Reserve Bank of Australia (RBA)
The RBA increased its policy rate by 25 bps. This takes the cash rate to 2.85%. This is relatively low compared with other countries. However, there are several key differences between Australia’s situation and that of other locations:
Australia’s inflation rate is lower than that of peer nations. CPI inflation in Australia is measured quarterly and was 7.3% in September. While the RBA has flagged a possible increase to 8%, this is still below the US (8.2%), Europe (10.7%) and the UK (10.1%).
Australia’s debt exposure is different, especially for consumers. In the US, mortgages are often 20-to-30 year fixed rate mortgages. Many refinanced to low rates during 2020 and 2021. This insulates borrowers from rate increases. By contrast, mortgages are generally variable in Australia, with only a short-term fixed rate period available. Many fixed rate mortgages will shift to variable rates in 2023. Australian mortgages often tend to be larger than US mortgages. Thus, a similar rate hike has a larger impact in Australia than it does in the US.
Australia had different fiscal stimulus from the US. In Australia, fiscal ‘stimulus’ was primarily to offset lockdowns. It did not generally make consumers wealthier than they would otherwise be. By contrast, in the US, lockdowns were less punishing and stimulus came in the form of cash payments. This created a greater cash buffer.
The rate increases nevertheless have had a negative impact on property prices. They have reduced the price people can afford to pay for properties, and cooled the property market, which had increased significantly during 2020 and 2021.
Bank of England: United Kingdom
The Bank of England increased the policy rate by 75bps to 3%. This is the largest rate hike in decades.
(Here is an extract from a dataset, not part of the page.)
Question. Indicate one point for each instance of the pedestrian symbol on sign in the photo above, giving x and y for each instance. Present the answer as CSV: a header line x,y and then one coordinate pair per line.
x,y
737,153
This is to address soaring inflation of 10.1%. This was especially the case for food and energy. The rate hike was part anticipated.
The Bank of England also flagged that inflation will remain elevated and a recession could be prolonged into 2023 and 2024, with only slow GDP growth thereafter. This caused the pound to fall significantly.
European Central Bank (ECB)
The ECB increased rates by 75bps. European inflation is running at 10.7%, with several member countries seeing inflation above 20%. Europe faces greater challenges than do the US and Australia. Europe’s economic growth appears likely to slow significantly: GDP only increased 0.2% last quarter. While this was higher than expectations (0.1% Q/Q) it is lower than the prior reading (0.8% Q/Q).
The ECB is thus hiking into weakness. This weakness appears likely to worsen. Jamie Dimon – the CEO of JPMorgan Chace – has indicated that the EU is likely already in a recession or will be soon. High energy costs, an over-reliance on gas stockpiles, and increasing food costs appear set to reduce European economic growth.